With the introduction of COSHH Regulations, the burning of waste oil has had to be carefully reconsidered by the FR and as a result the Railway has been burning black (dirty) gas oil and some neat gas oil as an alternative to waste, though collection of waste oil continues as part of a deal to reduce the cost of purchasing black gas oil! At the time of writing, neat gas oil is being burnt in FR locos.

Meanwhile, the now-privatised VoR's parent company the Brecon Mountain Railway had been looking seriously at oil firing for a number of years. Not only could it prevent the risk of forest fires once the line is extended beyond Pontsticill but it would also reduce labour costs. Neither the VoR nor the BMR use volunteers, only a small corps of skilled, flexible staff, all able to turn their hands to most tasks. Therefore any system that involves hidden labour costs is regarded with some reservation.

At the end of 1992 the BMR's Arn Jung 0-6-2WTT Graf Schwerin-Lowitz became due for boiler replacement, which gave an ideal chance to convert the loco from coal to oil firing.

A design had been drawn up as far back as 1975, once again on the Laidlaw Drew system. To overcome problems of inaccessibility due to the rear pony truck, a split panplate was designed and fitted. The burner is smaller than those used on the VoR and FR, the firebox volume on this loco being only 11 cu ft. Choke diameter is 1in (Laidlaw Drew swirl burners being available in 1/4 in choke diameter increments). The loco re-entered traffic in April 1993 and after a few teething troubles were cured the loco has performed satisfactorily in service. The BMR also plans to outshop its ex-South African Railways 2-6-2+2-6-2 Garratt and Baldwin Pacific as oil burners in due course, although it is probable that burner diameters of around 2 in and 1 1/2 in will be needed.

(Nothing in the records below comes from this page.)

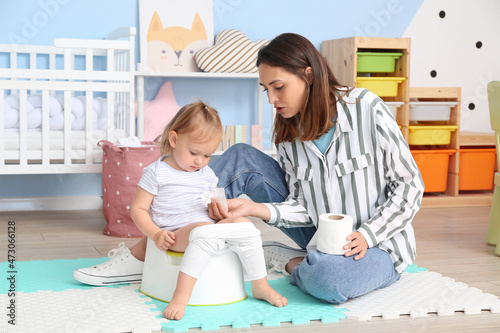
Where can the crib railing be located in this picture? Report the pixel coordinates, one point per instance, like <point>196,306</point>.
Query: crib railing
<point>71,67</point>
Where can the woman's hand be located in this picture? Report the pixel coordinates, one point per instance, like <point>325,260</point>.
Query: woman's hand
<point>357,245</point>
<point>236,208</point>
<point>164,239</point>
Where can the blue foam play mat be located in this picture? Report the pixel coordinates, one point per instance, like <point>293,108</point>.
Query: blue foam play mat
<point>47,294</point>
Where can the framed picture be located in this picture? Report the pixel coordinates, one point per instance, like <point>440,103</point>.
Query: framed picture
<point>172,31</point>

Moving the story back to North Wales, in order to counter the lack of availability of good quality coal, the Snowdon Mountain Railway is once again looking at the possibility of converting its fleet to burn oil.

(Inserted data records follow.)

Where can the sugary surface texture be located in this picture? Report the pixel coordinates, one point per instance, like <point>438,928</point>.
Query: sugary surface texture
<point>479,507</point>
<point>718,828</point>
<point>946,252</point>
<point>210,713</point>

The new equipment has been fitted to No 2 Enid, also the recipient of a new, all-welded boiler. The SMR has recruited former East African Railways engineer Eric Cowley to supervise the development of the system.

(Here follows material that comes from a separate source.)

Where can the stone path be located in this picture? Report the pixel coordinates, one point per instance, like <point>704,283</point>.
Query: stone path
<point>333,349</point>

Unlike the other railways covered in this report, the SMR has opted for a design which includes a 'Mexican trough' flat burner. It was hoped that once trials were completed the loco would enter service during the 1993 season but in the event the experimental stage was not completed by the end of the season and developments to bring the system to a satisfactory level of reliability was still in progress.

Well, the Swiss Locomotive and Machineworks has recently completed a small batch of oil fired rack steam locomotives. To counter problems suffered with other systems, designer Roger Waller went back to the drawing board and developed a totally new oil firing system. Four main, vertically fired, burners are employed and a pilot burner is also fitted for idling and shunting duties. No refractory brick is required with this system and the arch is manufactured from stainless steel sheets. The atomising steam for the burners is superheated, thus reducing the wetness fraction and bringing it nearer to the state of a perfect working gas, a 10% fuel economy is also achieved with superheated atomisation.

The oil flow and steam atomisation valves are mechanically combined and the locos are single-manned, though no automatic controls are used for the firing system.

Results to date show fuel consumption to be very low, while nearly perfect combustion has been achieved; in fact exhaust emission is cleaner than that of a diesel loco.

Back home in Britain, much development is taking place at present, which should go a long way towards countering the effects of problematic firebox layouts such as 'marine' type boilers, and indeed many other locomotives that inherently do not lend themselves to the adoption of systems which are currently commercially available. Oil firing has an established place in steam preservation and where circumstances make it a necessary or preferable alternative to coal firing, our railways deserve the best possible system.

Note: This article first appeared in Railway World, May 1994. Reproduced with the consent of the author.